Having known the child's medical history, the PICU team made a careful diagnosis and treatment plan. Given the urgent condition, enhanced CT scan indicated the rupture and bleeding of the distal branch of gastroduodenal artery and blood accumulation in gastroduodenum.

The child's condition has improved.

The digestive endoscopy team completed gastrointestinal endoscopy, and a lump in the duodenal bulb was seen. There remained Dieulafoy disease, aneurysm and polyps in the duodenal bulb to be ruled out.

At 23:00 on the night of January 9, the child experienced massive gastrointestinal bleeding and hemorrhagic shock, the blood pressure dropped to 23/13mmHg almost instantly. 

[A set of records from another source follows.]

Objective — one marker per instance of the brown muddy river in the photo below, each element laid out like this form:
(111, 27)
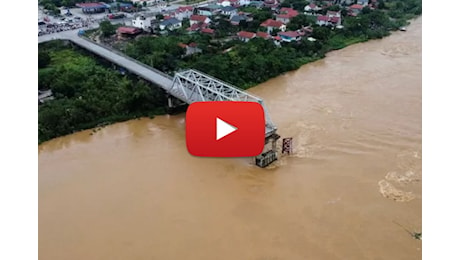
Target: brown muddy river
(131, 190)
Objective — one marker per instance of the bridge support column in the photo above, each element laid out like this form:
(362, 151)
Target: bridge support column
(269, 153)
(175, 105)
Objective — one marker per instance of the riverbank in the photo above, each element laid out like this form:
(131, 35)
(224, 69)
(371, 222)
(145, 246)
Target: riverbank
(87, 93)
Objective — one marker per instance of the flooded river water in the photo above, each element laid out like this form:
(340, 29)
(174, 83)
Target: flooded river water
(131, 190)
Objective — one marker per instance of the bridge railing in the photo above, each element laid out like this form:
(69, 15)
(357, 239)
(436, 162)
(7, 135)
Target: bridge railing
(126, 57)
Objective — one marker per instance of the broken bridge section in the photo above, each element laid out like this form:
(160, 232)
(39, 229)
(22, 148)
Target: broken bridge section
(194, 86)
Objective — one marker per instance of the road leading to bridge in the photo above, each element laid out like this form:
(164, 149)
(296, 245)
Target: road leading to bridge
(189, 86)
(161, 79)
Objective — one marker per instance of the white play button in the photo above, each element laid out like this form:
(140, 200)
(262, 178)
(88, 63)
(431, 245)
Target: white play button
(223, 128)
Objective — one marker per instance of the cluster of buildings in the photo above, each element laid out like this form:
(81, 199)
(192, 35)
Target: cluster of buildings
(201, 17)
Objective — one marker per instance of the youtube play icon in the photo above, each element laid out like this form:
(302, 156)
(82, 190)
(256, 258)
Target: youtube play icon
(225, 129)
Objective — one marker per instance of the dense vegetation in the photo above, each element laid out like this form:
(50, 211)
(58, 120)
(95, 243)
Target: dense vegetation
(88, 93)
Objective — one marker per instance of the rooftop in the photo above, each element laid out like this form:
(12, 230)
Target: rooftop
(245, 34)
(271, 23)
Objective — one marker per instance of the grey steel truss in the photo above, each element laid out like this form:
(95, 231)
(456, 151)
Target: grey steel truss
(194, 86)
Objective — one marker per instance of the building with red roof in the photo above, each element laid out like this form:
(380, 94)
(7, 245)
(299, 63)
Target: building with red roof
(286, 14)
(124, 32)
(91, 8)
(207, 31)
(331, 18)
(289, 36)
(245, 36)
(311, 8)
(199, 19)
(271, 24)
(263, 35)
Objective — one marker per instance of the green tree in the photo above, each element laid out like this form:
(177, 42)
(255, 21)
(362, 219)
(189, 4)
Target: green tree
(43, 59)
(299, 21)
(107, 28)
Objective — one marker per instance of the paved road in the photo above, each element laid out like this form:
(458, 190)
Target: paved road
(142, 70)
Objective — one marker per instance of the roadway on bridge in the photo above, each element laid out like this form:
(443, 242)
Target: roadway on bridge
(157, 77)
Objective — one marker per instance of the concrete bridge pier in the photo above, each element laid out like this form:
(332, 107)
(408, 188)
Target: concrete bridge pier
(175, 105)
(269, 154)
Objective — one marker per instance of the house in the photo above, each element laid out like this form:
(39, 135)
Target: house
(305, 31)
(289, 36)
(244, 2)
(228, 2)
(183, 12)
(286, 14)
(229, 10)
(346, 2)
(128, 31)
(312, 8)
(355, 9)
(362, 2)
(257, 4)
(142, 22)
(209, 10)
(44, 96)
(170, 24)
(331, 18)
(273, 4)
(271, 24)
(199, 19)
(236, 19)
(207, 31)
(204, 11)
(245, 36)
(190, 49)
(335, 18)
(263, 35)
(148, 2)
(91, 8)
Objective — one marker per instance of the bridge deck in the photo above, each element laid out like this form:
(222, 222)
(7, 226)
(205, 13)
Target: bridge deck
(155, 76)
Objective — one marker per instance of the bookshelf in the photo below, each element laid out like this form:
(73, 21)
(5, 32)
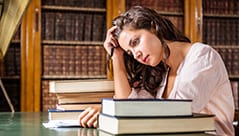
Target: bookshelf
(221, 30)
(72, 38)
(10, 74)
(35, 66)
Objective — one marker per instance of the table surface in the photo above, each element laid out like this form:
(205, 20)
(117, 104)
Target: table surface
(30, 124)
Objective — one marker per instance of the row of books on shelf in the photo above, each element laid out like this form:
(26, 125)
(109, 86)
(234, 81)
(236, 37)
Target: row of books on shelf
(76, 60)
(73, 26)
(128, 116)
(159, 5)
(11, 62)
(221, 6)
(221, 31)
(76, 3)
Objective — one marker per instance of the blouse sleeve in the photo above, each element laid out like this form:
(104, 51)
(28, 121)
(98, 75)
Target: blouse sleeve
(199, 77)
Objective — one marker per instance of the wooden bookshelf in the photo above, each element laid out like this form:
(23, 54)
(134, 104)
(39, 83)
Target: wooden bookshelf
(36, 42)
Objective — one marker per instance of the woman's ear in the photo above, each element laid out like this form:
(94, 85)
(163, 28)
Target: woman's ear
(153, 28)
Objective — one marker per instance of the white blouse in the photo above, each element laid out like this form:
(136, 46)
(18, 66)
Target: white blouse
(202, 77)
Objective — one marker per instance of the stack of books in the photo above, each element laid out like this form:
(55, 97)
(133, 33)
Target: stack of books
(152, 116)
(80, 94)
(76, 95)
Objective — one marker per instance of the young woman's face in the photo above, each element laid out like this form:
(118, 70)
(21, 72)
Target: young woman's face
(143, 44)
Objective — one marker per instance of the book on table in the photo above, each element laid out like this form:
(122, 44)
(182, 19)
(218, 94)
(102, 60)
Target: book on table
(77, 106)
(83, 97)
(55, 114)
(150, 125)
(103, 133)
(62, 118)
(79, 86)
(146, 107)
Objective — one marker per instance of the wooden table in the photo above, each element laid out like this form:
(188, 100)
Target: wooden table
(30, 124)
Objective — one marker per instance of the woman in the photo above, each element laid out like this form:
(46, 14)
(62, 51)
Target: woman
(152, 59)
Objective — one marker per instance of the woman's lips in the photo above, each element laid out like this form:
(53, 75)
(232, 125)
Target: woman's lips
(146, 59)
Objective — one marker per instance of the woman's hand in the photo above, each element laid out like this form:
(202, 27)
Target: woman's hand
(88, 118)
(110, 43)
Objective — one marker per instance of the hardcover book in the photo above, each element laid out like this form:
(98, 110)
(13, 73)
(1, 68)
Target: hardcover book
(146, 107)
(76, 86)
(149, 125)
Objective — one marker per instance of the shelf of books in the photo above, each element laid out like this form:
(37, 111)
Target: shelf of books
(10, 69)
(221, 30)
(72, 39)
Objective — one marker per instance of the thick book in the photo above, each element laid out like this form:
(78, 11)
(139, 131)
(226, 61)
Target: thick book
(103, 133)
(74, 86)
(55, 114)
(149, 125)
(146, 107)
(77, 106)
(83, 97)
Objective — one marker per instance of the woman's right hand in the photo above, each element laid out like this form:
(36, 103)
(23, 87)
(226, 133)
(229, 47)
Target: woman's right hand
(110, 42)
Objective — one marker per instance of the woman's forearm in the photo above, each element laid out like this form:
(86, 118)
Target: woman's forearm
(122, 87)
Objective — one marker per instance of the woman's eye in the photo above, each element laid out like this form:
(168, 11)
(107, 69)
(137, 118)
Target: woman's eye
(135, 42)
(129, 52)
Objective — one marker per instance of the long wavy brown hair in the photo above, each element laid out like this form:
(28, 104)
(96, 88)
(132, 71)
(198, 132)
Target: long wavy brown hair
(142, 76)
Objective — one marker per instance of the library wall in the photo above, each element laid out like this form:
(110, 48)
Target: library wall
(73, 32)
(10, 69)
(221, 31)
(72, 37)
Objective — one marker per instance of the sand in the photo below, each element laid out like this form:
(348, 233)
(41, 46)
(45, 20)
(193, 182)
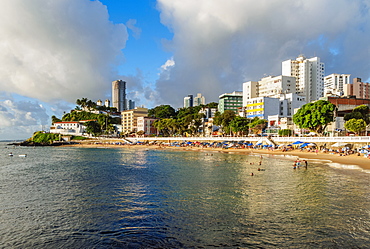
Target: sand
(354, 159)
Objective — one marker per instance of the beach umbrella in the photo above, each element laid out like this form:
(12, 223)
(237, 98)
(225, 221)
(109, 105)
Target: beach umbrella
(338, 144)
(298, 142)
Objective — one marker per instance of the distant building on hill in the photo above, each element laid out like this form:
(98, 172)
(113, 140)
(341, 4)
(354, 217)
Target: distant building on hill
(188, 101)
(119, 95)
(199, 100)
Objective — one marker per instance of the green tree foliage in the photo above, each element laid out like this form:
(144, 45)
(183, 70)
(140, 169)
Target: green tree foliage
(355, 125)
(239, 125)
(162, 111)
(54, 119)
(315, 116)
(359, 112)
(44, 138)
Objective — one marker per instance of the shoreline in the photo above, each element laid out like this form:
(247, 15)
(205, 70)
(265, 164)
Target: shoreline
(360, 161)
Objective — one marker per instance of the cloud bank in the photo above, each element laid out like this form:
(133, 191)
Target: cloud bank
(54, 52)
(218, 45)
(58, 50)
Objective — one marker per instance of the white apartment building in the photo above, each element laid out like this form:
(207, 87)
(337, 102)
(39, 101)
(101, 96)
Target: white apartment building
(309, 74)
(145, 124)
(199, 100)
(129, 119)
(334, 84)
(282, 105)
(262, 107)
(68, 128)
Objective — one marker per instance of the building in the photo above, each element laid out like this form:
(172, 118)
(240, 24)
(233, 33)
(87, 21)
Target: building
(107, 103)
(271, 86)
(68, 128)
(188, 101)
(262, 107)
(130, 104)
(199, 100)
(230, 101)
(358, 88)
(129, 119)
(119, 95)
(344, 105)
(334, 84)
(309, 74)
(145, 124)
(208, 112)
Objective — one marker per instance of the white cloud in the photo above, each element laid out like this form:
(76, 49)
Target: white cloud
(58, 50)
(217, 44)
(19, 119)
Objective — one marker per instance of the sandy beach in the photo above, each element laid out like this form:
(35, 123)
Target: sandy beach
(353, 159)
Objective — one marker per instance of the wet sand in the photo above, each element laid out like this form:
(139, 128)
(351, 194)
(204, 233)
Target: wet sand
(360, 161)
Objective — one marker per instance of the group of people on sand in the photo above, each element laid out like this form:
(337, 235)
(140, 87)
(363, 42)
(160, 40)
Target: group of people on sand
(298, 163)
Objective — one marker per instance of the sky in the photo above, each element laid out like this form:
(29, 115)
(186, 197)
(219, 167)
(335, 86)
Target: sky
(55, 52)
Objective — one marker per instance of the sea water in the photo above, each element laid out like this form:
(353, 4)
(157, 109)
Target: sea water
(64, 197)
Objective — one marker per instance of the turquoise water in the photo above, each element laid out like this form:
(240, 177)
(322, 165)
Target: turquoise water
(122, 198)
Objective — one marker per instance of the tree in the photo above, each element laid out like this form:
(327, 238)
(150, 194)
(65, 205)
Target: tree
(315, 116)
(355, 125)
(359, 112)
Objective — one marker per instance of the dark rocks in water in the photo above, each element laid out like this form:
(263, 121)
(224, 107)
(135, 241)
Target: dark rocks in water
(30, 143)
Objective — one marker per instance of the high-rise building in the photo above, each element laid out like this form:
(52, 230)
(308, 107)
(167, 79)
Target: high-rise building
(129, 119)
(268, 87)
(230, 101)
(199, 100)
(188, 101)
(309, 74)
(130, 104)
(358, 88)
(119, 95)
(107, 103)
(334, 84)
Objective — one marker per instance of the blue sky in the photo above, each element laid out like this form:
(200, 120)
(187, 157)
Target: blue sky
(53, 52)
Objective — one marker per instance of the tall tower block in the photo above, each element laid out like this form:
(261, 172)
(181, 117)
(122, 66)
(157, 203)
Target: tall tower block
(119, 95)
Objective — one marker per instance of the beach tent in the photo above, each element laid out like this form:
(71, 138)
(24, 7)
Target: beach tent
(298, 142)
(338, 144)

Even with continuous infusion of bags of red blood cells and plasma, it was difficult to stabilize the child's vital signs. Doctors immediately consulted with the Department of General Pediatric Surgery, and suggested interventional embolization to stop bleeding.

Mei Shiwei, director of the Department of Interventional Radiology of the hospital, arranged gastroduodenal arteriography + embolization for the patient. 

When trying to insert the coil spring, the doctor saw the aneurysm was ruptured, as well as active bleeding. The bleeding site was clear. However, the blood pressure of the child dropped again. He urgently requested consultation from the general surgery for interventional treatment and endoscopic titanium clip placement to stop the bleeding.

Under blurred vision, it is highly challenging to stop bleeding with titanium clips. To save lives, infusion of blood products and vasoactive drugs can temporarily maintain the vital signs. Despite huge pressure, Mei Shiwei and his team once again tried to stop the bleeding with embolization. Finally, the embolization was completed and the child was transferred to the ward.

Multidisciplinary consultation meeting.

However, bleeding of the child's digestive tract has not stopped.

After returning to the ward, the child's hemoglobin decreased progressively. A multidisciplinary consultation including departments of surgery, imaging, digestion, and intervention has been quickly started. 

Finally, duodenoplasty and vessel ligation have been conducted for the child. Fortunately, the bleeding stopped, the child's vital signs returned to stable, and was successfully removed from the ventilator 3 days after the operation.